5 Haziran 2013 Çarşamba

Miraç; Ilımlılık - sükunet - huzur

 Miraç gecesinin feyziyle gelecek huzur temennisiyle başlamak istiyorum.
 Yazacağım her bir cümleden 'o taraf mı bu taraf mı' çıkarımı yapılmayacağı ümidimi de ekliyorum.
  Zira artık kendilerini bir 'taraf' olarak görenlerin gözlerinin körlüğü canımı öylesine sıkıyor ki; 'insan' bu kadar mı değersiz diye haykırmak istiyorum. Bir tarafa ait hissetmek samimiyetimi kör edecekse, bir taraf ait olmak istemiyorum; tek isteğim itidal / ılımlılık, ölçülülük!

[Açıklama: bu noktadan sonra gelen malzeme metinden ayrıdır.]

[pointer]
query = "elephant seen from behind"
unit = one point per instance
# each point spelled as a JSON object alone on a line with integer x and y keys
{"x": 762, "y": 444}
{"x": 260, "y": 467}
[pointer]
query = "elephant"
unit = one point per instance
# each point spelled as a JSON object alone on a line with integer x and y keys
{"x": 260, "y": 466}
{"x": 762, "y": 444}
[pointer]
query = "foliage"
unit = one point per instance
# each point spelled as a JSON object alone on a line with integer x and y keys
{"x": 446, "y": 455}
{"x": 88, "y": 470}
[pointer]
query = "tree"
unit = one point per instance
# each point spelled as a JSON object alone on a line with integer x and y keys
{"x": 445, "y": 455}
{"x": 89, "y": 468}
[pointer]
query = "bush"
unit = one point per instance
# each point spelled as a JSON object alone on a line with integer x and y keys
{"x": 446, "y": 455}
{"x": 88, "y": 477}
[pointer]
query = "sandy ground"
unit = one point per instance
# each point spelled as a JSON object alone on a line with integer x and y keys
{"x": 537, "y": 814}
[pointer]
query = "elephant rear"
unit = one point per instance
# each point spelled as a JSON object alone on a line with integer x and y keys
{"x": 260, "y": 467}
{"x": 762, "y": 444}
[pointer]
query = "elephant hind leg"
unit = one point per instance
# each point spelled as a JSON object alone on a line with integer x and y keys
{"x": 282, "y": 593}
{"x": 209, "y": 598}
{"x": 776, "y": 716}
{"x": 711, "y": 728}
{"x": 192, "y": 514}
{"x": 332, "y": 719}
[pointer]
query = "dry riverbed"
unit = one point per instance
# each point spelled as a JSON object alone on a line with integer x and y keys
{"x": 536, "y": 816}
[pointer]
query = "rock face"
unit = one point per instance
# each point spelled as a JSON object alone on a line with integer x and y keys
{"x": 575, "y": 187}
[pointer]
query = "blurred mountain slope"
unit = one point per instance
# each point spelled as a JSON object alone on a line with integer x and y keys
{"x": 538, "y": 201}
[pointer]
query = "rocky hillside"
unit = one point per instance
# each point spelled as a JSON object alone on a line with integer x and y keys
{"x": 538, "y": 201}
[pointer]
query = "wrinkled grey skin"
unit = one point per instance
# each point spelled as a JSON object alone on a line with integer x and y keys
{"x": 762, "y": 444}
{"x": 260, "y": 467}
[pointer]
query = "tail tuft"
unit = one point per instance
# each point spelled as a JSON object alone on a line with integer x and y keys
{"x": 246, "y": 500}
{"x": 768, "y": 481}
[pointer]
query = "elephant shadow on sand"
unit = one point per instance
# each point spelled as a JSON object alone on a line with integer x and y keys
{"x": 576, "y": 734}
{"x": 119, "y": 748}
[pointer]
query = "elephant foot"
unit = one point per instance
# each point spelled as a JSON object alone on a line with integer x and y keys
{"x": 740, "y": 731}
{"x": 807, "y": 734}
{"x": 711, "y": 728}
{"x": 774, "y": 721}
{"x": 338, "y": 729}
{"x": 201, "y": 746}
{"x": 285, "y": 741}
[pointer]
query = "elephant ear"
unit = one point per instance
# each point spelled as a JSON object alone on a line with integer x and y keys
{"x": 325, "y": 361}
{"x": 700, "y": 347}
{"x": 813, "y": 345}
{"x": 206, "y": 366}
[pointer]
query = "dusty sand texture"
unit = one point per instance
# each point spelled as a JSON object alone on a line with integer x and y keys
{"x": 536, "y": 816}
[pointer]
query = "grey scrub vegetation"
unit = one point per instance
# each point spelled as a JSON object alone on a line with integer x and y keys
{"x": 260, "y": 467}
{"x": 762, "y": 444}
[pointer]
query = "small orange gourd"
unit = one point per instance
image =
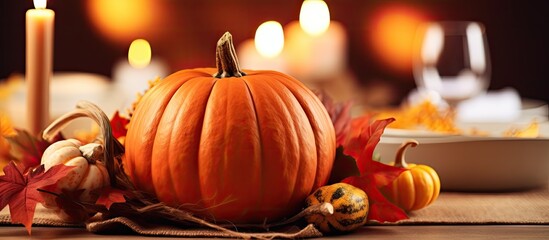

 Bu günler geçecek, iktidardaki isimler gelecek geçecek, polisler gidecek, ve biz yine 'biz' olarak kalıp bir araya geleceğiz, geriye sadece fütursuzca söylenen sözler, hırpalanan insanlar, kırılan kalpler kalacak, -sa bu kadar basit mi bunca kargaşayı bir taraftan kışkırtan olmak.

 Düşünceye, basirete muhtacız! Yorgun kalplerimizin huzura, dillerimizin sükunete ihtiyacı var. Rabb'in miraç gecesinin feyziyle ülkemize, kalplerimize huzur ve birlik anlayışı getirmesi duasıyla. Düşünebiliyorsak, ve hissedebiliyorsak dualarımızın geri çevrilmeyeceğine ümidimiz tam, şüphesiz O işitendir, görendir.
Huzurlu, dualı, hep birlikte kandiller diliyorum.

“Kulunu bir gece Mescid-i Haram'dan çevresini mübarek kıldığımız Mescid-i Aksa'ya bir kısım ayetlerimizi gösterelim diye götüren o Allah'ın şanı yücedir. Şüphesiz O, işitendir, görendir.”